I want to develop an automated process for checking that every machine on our domain is getting backed up. I'm wondering how other people do it.
We have a SAN (virtualized windows and linux servers and three SQL Servers) and a couple of NAS in our data center, a couple dozen physical DCs in the field (Win Server 2016), and a few hundred workstations (soon to be all Win 10). We keep Veam snapshots for a month locally, then push them to AWS after that.
Recently we needed to restore an Excel file that was used to update a table on one of our SQL Servers. We failed. The share on the NAS where the file lived was not being backed up. When we created the backup process, the share was barely used and I'm sure we chose not to back it up on purpose. But as we gradually started using that share for more important stuff, we didn't change the process.
Next we tried to restore the data from the SQL server. This server was added in the last year and, while it was being backed up, we missed the part where we pushed it to AWS so we only had it going back one month.
We should have backed up that share from the beginning - important or not. And we should have been pushing the new SQL backups to AWS. My take away from all this is that there are too many places for human error in our process.
One idea we had was to get every machine from Active Directory and select a "random" file from each drive/share (excluding system files and executables) and see if we can find it in our backups. We could automate the selection process with PowerShell. I'm not sure about automating the checking of our backups, but hopefully there's a way. If we had to manually do it for a few hundred files it would be better than nothing.
Is there a best practice for backup completeness? Is there something better than the humans-being-careful method?
Identifying process and procedure failures like you are doing is important. Constructive criticism enables improvement.
Choose the backup strategy of every storage volume, even if it is "no backup". Communicate what is permanent and what is temporary to users. Backing up everything is not required, if the durability of every storage is known.
Also have a process for reviewing backups as processes change. Whenever you hear about important projects, ask the questions "Where did you save that?" and "If the file was gone, what problems would that cause?"
Backups are useless. Restores are what you care about.
Make restores a mandatory part of testing and business continuity planning.

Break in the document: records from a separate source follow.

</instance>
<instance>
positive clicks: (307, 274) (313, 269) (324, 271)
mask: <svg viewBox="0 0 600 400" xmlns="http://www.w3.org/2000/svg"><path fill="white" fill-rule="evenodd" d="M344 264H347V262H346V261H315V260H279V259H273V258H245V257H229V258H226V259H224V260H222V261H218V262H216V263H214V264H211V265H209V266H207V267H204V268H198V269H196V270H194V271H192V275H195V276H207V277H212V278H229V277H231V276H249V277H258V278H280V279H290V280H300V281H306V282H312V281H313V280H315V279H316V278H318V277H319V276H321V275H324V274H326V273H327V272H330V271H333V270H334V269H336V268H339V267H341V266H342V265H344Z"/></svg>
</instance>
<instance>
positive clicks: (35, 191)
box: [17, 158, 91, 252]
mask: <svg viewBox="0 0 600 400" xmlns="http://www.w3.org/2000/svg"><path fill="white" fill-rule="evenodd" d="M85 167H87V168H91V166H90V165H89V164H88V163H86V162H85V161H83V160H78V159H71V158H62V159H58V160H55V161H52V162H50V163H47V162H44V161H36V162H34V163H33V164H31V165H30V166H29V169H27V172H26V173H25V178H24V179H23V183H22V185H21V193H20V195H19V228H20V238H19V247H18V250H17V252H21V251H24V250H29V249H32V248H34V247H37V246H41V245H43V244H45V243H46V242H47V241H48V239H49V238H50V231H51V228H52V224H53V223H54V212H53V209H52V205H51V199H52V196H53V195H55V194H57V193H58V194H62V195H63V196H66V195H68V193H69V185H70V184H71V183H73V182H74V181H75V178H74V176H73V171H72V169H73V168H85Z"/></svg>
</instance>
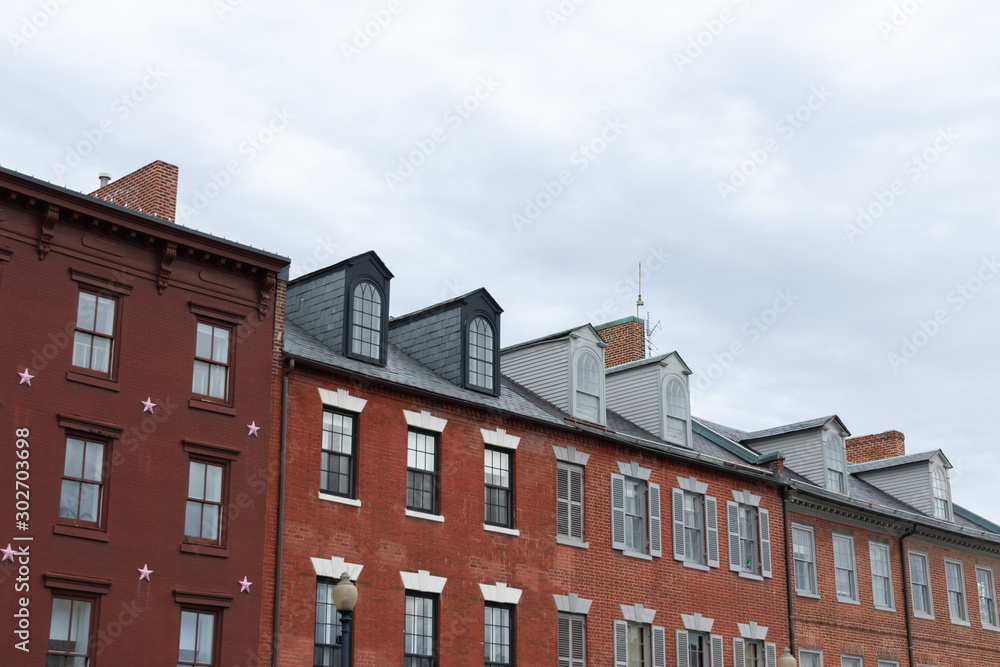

The verification bit will be somewhat manual, as you want to verify the restores produce something humans would want to use. But if the users actually use the restored system, they will definitely discover their important spreadsheet is missing.
Feel free to add automated integrity checks like file checksum verification, and DBMS verify procedures. But verifying data suitable for use is difficult. You may have a completely valid file, but it is a month old and the organization cannot use it. Or, a volume was intentionally not backed up, but users put important stuff on it anyway.